Cherry took umbrage when cameras caught a Bruins assistant coach putting his arm around rookie Tyler Seguin, who'd scored his first NHL playoff goal Saturday. Cherry roasted the unnamed coach for being a glory hog who was horning in on Seguin's moment. What The Don didn't say was the coach was Geoff Ward, whom Cherry had fired during Cherry's disastrous ownership sojourn (27 wins in 272 games from 1998 through 2002) with the Mississauga Ice Dogs. Ward was one of three coaches fired by Cherry in one season alone. No doubt Hockey Night will give Ward - AHL co-coach of the year in 2002-03 - a chance for rebuttal of the great man's mean-spirited words.

SEVEN-SECOND SARAH

Wonder who will be fired for putting comedian Sarah Silverman on Fox TV's Baseball Game of The Week? Ostensibly booked to flog her new Fox series, the profane Silverman served up zingers to a fawning Joe Buck and a mortified Tim McCarver. "Being a Red Sox fan is about being a loser," noted Red Sox fan Silverman. Winning it all in 2004 "was very identity-crisis-y. … You were stuck going, 'What do we do now? This doesn't feel like us.'" Silverman then went on to elaborate on Red Sox fandom, most of it bleeped by Fox censors.
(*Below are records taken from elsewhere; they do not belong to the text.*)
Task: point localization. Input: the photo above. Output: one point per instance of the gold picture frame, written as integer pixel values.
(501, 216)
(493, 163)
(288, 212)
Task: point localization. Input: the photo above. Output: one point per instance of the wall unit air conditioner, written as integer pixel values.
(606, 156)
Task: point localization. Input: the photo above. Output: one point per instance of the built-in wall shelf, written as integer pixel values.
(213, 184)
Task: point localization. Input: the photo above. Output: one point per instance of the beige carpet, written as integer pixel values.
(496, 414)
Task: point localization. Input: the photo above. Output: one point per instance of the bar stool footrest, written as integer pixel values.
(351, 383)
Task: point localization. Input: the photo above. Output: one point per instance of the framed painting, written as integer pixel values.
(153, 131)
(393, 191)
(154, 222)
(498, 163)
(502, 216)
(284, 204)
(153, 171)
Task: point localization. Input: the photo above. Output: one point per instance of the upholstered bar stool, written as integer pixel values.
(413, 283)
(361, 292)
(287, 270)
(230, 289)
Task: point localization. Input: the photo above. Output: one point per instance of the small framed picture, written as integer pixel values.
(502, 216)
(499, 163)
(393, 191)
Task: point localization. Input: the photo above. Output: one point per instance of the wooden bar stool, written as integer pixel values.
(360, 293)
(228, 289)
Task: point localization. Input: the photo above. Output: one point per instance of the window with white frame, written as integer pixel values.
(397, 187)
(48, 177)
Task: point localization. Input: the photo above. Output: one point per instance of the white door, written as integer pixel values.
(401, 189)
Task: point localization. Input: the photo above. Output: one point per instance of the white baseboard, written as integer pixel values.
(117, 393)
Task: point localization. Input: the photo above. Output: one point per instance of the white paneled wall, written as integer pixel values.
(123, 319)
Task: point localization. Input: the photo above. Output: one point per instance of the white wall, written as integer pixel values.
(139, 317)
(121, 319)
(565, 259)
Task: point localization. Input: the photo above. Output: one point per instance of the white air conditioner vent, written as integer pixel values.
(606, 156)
Next, Silverman suggested pitchers use LSD when they pitch - just like the infamous Doc Ellis in 1970. Host Buck tried to steer the conversation away from psychedelic sinkers, prompting Silverman to cheerily suggest she was only talking about major-league pitchers, not kids, doing acid. "Let's move to the next topic," Buck said as McCarver sat in stony silence beside her.

Finally we learned that Silverman's Fox trot was prompted by a network executive seeing her wearing a Red Sox hat on a plane. "My hat is a Red Sox beanie, which I wear when I'm cold. Which is often cuz' I'm Jewish." And … scene.

BARNABY UPDATE

ESPN and TSN analyst Matthew Barnaby, a former NHL player, was arrested for domestic assault last Friday. TSN spokesman Greg McIsaac tells Usual Suspects, "Barnaby was working for ESPN throughout the playoffs and was not slated to be on TSN again this season. Matthew's last guest appearance on TSN was in March. As the matter is before the courts, we have no further comment."

KEEPING PERSPECTIVE

Maybe Hockey Night sought inspiration from ESPN's University of Alabama correspondent Albert Lin on the Boogaard story. In a story last week about the sudden death of Crimson Tide lineman Aaron Douglas, Lin took a few moments to speculate on how this would affect the Tides' left tackle position this coming season. ESPN rapidly pulled the item.

SPRINT TEAM

Good get by NBC at The Players Champions on Saturday as Ian Poulter sprinted to finish the 17th and 18th holes so he wouldn't have to get up early Sunday to complete his Saturday round. After leaving playing partner Dustin Johnson in his, er, dust on the 17th green, Poulter got Phil Mickelson's twosome ahead to stand aside as he hit his drive on the 18th. "I'm not sure about the etiquette of this," NBC analyst Johnny Miller said, puzzled. You might say that. For Poulter, who's often crazier than a sprayed roach, it was par for the course.

Why NBC is the best on golf: Producer Tommy Roy caught a saddleback turtle doing a Greg Louganis off the green into the pond to the loud cheers of the crowd. "He overrotated on that one," host Dan Hicks said. "That's going to cost him."